The 10 Laws of Career Reinvention by Pamela Mitchell

The 10 Laws of Career Reinvention by Pamela Mitchell

Author:Pamela Mitchell
Language: eng
Format: epub, pdf
Publisher: Penguin USA, Inc.


What if you have access to none of the Big Three?

The “Plan B” Job

An additional source of funding kicks in after you have exhausted the possibilities of keeping your job, leaning on your partner, or si-phoning off your savings. This fail-safe option is to take a temporary job—the less demanding, the better. This is your Plan B gig, just in case the money runs out sooner than expected. It can happen if you miscalculate how much to set aside or if your reinvention time frame takes longer than anticipated.

Did I say “if ”? I meant “when.”

Most people underestimate the amount of time involved in a reinvention. However long you think it will take, I recommend doubling that—at least from a funding perspective. Career reinvention requires an investment of six months to a year, minimum, of effort. Two years is fairly normal as well. Having a Plan B strategy in place will give you peace of mind and may even help you get where you’re going faster—you never know who you’re going to meet along the way.

I cannot tell you how many times I have seen people balk at the idea of taking another, lesser job, temporarily, to ease them through a cash crunch. From the way they carry on, you’d think I was talking about breaking rocks in the Gulag with a pickax. There was a woman who came to me and said, “I want to reinvent myself but I’m running out of money. I don’t want to get a job in the meantime because it will block my reinvention. What do you think I should do?”
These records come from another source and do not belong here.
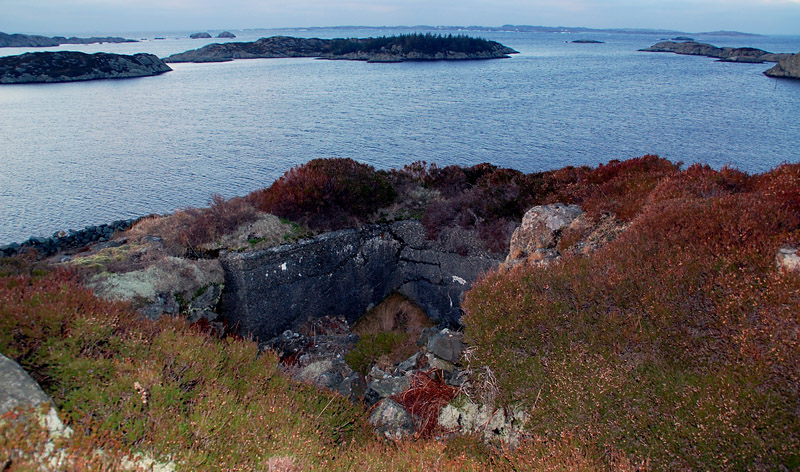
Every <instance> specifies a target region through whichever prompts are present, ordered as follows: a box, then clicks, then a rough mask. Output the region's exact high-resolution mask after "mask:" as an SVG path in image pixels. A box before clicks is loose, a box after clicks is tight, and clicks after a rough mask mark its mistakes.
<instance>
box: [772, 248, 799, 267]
mask: <svg viewBox="0 0 800 472" xmlns="http://www.w3.org/2000/svg"><path fill="white" fill-rule="evenodd" d="M775 266H776V267H777V268H778V269H779V270H783V271H786V272H795V273H798V274H800V254H798V248H797V247H796V246H785V247H782V248H780V249H779V250H778V253H777V254H776V255H775Z"/></svg>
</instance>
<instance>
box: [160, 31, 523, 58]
mask: <svg viewBox="0 0 800 472" xmlns="http://www.w3.org/2000/svg"><path fill="white" fill-rule="evenodd" d="M509 54H517V51H515V50H513V49H511V48H509V47H506V46H504V45H502V44H500V43H498V42H496V41H489V40H486V39H480V38H472V37H469V36H464V35H458V36H453V35H448V36H444V35H434V34H430V33H428V34H417V33H413V34H401V35H399V36H389V37H386V36H384V37H379V38H364V39H356V38H350V39H318V38H294V37H289V36H272V37H269V38H261V39H259V40H258V41H254V42H242V43H239V42H231V43H224V44H219V43H215V44H209V45H207V46H204V47H202V48H200V49H194V50H191V51H186V52H183V53H180V54H173V55H172V56H169V57H166V58H164V61H165V62H227V61H232V60H234V59H258V58H286V57H315V58H321V59H332V60H352V61H367V62H404V61H440V60H443V61H453V60H474V59H499V58H507V57H509V56H508V55H509Z"/></svg>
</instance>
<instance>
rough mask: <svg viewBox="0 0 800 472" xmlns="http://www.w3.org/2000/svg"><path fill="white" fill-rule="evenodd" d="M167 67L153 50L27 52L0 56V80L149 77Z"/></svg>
mask: <svg viewBox="0 0 800 472" xmlns="http://www.w3.org/2000/svg"><path fill="white" fill-rule="evenodd" d="M171 70H172V69H171V68H170V67H169V66H168V65H166V64H164V62H162V61H161V59H159V58H158V57H156V56H154V55H153V54H134V55H132V56H128V55H122V54H107V53H101V52H100V53H96V54H86V53H82V52H73V51H57V52H31V53H26V54H21V55H18V56H8V57H0V84H29V83H53V82H76V81H85V80H100V79H125V78H133V77H149V76H154V75H158V74H163V73H164V72H169V71H171Z"/></svg>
I told her to go out and get a job.

I knew that unless she got her cash flow going to meet her basic needs, she would be hard-pressed to make any progress on the reinvention front. The mental energy she needed to brainstorm ideas would be sapped by worrying about the rent. When my 401(k) money ran out after I left my Wall Street job, I moved on to Plan B and took an office-temp job. It was a painful, demoralizing experience. I was doing menial work even the assistants wouldn’t touch. One day I found myself standing at the photocopier, reduced to tears—here I was, a former director on Wall Street, and my biggest task was making copies!

During my three months as an office temp, a friend of a friend offered me a job. I turned it down because it would not have taken me closer to the entertainment field, my goal. “Fine,” said the woman. “When you give up your dream, you can come back and work for me.”

Give up my dream? Never. I would rather stand at a copier fixing a paper jam.

Your Plan B job is temporary. It’s strategic. Maybe I was collating and stapling, but I still had all the talent and skills and wherewithal that had gotten me that far. I was still me, even without the big title.

Two months after that woman told me to give up my dream, I started my wonderful new life in the entertainment field.